仮面ライダーと戦隊に学ぶ東映&バンダイの商品戦略

2005.02.10 THU

変身ッ!復活6年目を迎えた平成ライダー最新作「仮面ライダー響鬼」は、その名の通りモチーフが鬼!しかも主人公を演じるのは例年の新進イケメン俳優ではなく実力派・細川茂樹(33歳)と、意外な配役が話題を呼んでいます。一方「秘密戦隊ゴレンジャー」に端をなすスーパー戦隊の第29作目は「魔法戦隊マジレンジャー」。昨今流行の魔法&手品を巧みに取り入れた内容とか。

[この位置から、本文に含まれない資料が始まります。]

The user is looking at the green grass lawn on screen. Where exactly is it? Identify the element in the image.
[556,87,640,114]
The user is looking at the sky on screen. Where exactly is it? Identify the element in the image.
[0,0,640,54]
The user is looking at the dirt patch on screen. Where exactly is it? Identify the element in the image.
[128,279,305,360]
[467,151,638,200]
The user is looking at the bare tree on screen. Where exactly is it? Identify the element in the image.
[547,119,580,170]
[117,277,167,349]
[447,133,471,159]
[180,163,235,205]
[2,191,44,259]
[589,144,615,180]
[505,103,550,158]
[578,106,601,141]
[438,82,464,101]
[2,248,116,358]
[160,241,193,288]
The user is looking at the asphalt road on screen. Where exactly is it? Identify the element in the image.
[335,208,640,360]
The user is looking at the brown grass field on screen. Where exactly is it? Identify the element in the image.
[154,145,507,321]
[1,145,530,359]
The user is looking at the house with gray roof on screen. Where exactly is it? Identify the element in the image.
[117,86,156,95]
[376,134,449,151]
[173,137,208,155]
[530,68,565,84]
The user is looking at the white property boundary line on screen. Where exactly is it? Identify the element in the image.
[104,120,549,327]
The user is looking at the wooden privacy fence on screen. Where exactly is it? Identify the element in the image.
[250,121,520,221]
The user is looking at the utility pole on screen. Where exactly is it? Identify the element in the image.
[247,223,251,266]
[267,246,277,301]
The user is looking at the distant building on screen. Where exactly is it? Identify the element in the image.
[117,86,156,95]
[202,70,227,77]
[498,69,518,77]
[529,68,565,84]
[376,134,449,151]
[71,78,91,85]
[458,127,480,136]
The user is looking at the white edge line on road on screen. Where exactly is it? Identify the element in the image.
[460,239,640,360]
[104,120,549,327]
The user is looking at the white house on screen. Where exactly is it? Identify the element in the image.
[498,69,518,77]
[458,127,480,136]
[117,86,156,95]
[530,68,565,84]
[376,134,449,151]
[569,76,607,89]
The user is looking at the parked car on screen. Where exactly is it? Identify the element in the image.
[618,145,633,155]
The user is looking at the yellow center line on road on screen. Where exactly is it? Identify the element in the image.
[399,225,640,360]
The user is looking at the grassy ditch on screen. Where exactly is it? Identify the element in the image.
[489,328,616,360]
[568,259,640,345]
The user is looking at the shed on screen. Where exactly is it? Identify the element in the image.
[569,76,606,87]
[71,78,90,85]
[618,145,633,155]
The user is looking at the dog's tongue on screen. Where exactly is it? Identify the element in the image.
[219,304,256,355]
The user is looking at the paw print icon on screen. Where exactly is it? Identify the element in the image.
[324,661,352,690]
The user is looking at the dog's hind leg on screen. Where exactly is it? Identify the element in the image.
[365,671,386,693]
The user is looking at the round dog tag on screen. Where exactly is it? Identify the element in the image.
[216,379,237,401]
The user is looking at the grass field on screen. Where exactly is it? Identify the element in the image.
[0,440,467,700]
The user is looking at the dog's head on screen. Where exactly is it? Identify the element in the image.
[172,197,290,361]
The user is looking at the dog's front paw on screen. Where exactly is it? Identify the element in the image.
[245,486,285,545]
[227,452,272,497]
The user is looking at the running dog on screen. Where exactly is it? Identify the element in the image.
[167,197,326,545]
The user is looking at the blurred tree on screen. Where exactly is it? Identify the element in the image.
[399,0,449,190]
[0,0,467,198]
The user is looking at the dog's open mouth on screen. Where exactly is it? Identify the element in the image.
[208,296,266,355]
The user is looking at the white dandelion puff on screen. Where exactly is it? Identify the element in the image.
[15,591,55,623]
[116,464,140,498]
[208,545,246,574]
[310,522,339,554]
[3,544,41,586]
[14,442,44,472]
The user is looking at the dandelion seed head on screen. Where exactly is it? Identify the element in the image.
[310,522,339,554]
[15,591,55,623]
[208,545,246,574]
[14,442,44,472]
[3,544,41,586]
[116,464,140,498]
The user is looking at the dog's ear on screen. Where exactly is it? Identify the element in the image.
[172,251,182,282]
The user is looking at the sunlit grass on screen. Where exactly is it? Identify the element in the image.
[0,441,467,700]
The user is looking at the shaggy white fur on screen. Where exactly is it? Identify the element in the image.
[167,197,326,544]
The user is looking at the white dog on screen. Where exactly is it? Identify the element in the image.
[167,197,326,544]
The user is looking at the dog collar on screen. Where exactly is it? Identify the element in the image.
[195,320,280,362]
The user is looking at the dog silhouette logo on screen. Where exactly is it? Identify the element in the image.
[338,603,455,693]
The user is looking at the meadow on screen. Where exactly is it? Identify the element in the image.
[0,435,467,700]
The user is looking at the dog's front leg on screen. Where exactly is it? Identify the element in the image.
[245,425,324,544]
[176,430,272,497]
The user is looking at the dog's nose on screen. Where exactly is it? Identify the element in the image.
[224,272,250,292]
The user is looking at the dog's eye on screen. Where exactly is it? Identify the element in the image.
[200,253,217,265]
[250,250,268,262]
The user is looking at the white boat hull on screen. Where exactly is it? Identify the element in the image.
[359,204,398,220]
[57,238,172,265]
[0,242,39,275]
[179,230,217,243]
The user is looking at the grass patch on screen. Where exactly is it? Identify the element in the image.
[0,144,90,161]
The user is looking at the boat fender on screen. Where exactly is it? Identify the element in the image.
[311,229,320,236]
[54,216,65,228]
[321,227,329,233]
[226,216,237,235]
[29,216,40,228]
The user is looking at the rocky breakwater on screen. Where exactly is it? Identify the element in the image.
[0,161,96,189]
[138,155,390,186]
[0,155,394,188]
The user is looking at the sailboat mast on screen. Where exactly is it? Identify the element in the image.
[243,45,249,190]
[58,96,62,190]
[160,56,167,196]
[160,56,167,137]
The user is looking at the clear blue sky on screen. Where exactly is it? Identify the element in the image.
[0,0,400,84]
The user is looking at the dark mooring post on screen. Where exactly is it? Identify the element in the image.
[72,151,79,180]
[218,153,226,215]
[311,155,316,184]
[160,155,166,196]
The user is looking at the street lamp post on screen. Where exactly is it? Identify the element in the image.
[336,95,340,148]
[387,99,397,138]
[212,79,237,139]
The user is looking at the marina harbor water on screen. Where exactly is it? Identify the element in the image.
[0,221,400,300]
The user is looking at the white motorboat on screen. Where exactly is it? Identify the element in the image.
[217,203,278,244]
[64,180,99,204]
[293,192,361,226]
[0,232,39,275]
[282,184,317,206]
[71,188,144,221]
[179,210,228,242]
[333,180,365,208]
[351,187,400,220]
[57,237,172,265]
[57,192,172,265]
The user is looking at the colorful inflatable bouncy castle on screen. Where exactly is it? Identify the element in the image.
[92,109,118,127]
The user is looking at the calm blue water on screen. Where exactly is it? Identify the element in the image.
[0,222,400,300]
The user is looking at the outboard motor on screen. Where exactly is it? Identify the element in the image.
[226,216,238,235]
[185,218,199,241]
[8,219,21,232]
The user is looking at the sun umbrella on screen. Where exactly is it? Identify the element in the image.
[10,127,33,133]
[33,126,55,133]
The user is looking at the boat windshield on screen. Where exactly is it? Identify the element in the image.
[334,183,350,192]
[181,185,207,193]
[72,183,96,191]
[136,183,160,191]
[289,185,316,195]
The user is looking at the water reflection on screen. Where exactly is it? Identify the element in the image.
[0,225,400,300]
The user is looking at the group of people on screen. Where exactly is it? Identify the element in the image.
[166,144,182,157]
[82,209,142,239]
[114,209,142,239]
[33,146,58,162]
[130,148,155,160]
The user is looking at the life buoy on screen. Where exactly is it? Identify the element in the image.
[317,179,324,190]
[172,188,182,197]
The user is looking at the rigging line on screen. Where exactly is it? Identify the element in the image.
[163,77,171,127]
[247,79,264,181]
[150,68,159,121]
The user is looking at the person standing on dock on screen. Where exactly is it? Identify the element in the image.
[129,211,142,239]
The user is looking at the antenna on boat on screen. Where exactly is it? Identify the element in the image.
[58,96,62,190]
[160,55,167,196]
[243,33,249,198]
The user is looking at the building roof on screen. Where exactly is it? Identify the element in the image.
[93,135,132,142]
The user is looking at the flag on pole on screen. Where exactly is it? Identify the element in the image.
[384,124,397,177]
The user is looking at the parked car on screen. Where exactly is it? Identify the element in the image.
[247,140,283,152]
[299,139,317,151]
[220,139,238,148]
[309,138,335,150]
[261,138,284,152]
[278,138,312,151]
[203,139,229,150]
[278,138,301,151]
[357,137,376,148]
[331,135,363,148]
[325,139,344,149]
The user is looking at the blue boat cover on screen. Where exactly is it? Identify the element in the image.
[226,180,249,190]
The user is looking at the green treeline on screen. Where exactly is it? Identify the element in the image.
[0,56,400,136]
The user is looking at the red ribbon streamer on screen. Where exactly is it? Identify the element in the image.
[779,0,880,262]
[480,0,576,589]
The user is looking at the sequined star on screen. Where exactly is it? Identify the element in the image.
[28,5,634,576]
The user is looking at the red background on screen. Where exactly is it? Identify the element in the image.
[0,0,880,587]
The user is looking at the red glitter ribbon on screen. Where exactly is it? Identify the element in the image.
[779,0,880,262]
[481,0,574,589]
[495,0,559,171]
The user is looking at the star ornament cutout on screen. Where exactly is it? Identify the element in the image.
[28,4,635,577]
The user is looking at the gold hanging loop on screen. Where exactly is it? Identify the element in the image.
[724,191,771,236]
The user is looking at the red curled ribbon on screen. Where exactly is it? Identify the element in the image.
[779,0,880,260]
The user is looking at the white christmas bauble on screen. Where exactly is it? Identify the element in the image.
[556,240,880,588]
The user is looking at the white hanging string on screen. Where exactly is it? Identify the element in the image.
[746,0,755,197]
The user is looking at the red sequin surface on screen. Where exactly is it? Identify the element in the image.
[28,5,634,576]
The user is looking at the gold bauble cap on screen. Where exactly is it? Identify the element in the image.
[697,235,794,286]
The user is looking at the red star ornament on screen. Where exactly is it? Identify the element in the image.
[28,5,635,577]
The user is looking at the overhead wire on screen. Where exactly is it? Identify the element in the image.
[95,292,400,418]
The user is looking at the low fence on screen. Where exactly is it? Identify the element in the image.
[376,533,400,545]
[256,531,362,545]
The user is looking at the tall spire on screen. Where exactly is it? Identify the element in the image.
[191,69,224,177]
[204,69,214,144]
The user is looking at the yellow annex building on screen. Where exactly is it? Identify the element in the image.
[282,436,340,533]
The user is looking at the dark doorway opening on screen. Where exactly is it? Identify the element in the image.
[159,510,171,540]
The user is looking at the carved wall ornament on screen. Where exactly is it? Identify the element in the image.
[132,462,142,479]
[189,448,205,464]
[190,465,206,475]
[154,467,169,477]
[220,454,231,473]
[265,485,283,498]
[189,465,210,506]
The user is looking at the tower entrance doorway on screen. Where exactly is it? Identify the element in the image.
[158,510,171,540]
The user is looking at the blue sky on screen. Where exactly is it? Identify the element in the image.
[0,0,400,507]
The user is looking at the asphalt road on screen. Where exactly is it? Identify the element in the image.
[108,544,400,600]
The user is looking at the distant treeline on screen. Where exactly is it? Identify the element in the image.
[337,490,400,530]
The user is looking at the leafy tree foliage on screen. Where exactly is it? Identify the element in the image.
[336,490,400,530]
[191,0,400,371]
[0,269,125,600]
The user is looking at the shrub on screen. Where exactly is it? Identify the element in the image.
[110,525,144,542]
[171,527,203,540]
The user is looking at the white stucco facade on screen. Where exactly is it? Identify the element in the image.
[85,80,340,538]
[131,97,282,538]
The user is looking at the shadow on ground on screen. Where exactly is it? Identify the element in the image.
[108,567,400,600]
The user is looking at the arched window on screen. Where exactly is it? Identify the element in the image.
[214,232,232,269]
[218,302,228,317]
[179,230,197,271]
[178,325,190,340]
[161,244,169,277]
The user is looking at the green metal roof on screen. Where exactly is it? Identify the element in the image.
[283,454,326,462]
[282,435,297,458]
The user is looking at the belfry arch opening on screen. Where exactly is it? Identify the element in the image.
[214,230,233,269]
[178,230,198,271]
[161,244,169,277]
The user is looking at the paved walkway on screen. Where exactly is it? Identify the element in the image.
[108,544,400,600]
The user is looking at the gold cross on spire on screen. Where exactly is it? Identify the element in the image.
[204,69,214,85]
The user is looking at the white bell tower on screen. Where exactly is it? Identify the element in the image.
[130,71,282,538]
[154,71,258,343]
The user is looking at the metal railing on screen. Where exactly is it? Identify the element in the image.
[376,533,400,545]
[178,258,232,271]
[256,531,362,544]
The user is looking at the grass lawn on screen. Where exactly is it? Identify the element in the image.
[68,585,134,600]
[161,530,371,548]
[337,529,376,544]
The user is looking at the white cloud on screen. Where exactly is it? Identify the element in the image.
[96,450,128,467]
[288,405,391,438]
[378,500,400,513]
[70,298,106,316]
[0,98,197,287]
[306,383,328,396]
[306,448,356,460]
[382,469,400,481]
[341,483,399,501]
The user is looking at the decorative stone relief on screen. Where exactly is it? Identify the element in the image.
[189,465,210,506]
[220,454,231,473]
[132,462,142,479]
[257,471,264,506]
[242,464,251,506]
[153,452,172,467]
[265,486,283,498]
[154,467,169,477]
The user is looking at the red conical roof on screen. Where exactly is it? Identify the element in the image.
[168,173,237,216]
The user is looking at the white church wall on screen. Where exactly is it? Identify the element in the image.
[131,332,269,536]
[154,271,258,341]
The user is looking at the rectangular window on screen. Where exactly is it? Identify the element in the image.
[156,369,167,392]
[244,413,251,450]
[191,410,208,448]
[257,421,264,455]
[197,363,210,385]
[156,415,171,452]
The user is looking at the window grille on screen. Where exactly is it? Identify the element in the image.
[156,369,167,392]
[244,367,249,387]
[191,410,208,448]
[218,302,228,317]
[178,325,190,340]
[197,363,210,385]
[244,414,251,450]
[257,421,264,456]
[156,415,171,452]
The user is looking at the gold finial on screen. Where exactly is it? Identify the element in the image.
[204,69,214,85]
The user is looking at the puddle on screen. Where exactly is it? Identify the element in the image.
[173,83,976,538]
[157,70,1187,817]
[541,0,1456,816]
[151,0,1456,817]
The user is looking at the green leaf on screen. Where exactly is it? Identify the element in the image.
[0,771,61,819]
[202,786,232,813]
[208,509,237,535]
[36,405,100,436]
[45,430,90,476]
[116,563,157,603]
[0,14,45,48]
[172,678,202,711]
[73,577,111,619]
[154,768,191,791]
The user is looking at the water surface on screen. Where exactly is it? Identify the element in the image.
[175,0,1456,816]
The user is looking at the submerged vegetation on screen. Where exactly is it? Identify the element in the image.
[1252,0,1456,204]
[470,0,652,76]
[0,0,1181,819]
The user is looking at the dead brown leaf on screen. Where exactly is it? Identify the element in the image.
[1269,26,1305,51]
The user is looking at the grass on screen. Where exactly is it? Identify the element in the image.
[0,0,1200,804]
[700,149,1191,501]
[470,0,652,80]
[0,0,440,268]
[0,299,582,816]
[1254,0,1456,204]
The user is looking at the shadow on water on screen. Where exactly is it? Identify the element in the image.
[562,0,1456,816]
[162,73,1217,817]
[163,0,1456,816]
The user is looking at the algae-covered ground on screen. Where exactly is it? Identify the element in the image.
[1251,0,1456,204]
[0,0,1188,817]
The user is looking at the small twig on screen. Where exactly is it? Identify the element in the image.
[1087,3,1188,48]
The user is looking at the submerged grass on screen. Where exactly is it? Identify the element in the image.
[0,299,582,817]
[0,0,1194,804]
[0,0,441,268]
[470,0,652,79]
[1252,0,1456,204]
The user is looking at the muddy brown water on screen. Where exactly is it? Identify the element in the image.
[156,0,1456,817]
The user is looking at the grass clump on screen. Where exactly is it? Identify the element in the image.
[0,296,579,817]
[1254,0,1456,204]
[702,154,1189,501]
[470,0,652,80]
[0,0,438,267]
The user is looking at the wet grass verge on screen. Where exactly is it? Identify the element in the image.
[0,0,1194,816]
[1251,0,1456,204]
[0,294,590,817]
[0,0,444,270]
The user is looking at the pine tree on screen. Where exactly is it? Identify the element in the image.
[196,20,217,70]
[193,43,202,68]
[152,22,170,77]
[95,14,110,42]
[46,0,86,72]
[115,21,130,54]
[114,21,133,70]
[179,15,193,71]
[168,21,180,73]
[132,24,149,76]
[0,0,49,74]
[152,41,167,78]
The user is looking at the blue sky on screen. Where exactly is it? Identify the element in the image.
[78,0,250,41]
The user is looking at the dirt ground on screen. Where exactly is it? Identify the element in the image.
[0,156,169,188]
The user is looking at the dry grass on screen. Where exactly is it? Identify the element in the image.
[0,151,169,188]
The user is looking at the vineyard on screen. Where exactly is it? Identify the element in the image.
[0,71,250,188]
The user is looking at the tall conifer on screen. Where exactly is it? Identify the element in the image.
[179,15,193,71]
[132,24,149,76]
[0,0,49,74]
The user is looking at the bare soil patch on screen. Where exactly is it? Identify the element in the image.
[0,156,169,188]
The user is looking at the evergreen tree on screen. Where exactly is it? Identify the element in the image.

それにしても不可解なのが両番組の放映開始時期。いわゆる1月・4月・7月・10月のTVの番組改編期とはまったく関係のない、例年2月前後のスタートなのです。

「実はそのタイミングこそ、弊社とバンダイ様の長年にわたるマーチャンダイジング展開の経験値から導き出されたものなのです」。こう語るのは両番組を制作する東映・テレビ商品化権営業部の石井大輔さん。

「特撮番組のビジネスモデル上、おもちゃやアパレルに代表されるキャラクター商品の売上げを無視することはできません。それら関連商品の売上増が見込めるのは、卒園・入園シーズンの『春休み』に始まり、『ゴールデンウイーク』『夏休み』の長期休暇、そして最大の需要期である『クリスマス&正月』の各商戦期。番組開始直後はキャラクターの認知度も露出度もまだまだ低く、爆発的な売れ行きが望めないため、各商戦期から逆算設定したのが現在の例年2月前後のスタートというわけです」

なるほど。この時期の放送開始は「ティーザー(事前のじらし広告)」的役割を担っていたのですね。各商戦期に合わせて番組内で新ヒーローや新アイテムを登場させる綿密な商品展開も行っているとか。一方マーケットは少子高齢化で縮小傾向。このまま子供相手で大丈夫なのでしょうか?

「あくまで基本は子供番組ですが、R25世代をはじめ、大人の観賞にも堪えうるドラマ作りや、商品作りにも取り組んでいます」

ビジネスにも使えそうなノウハウがたくさん詰まった特撮番組。今までとは違った視点で観賞してみるのもアリ?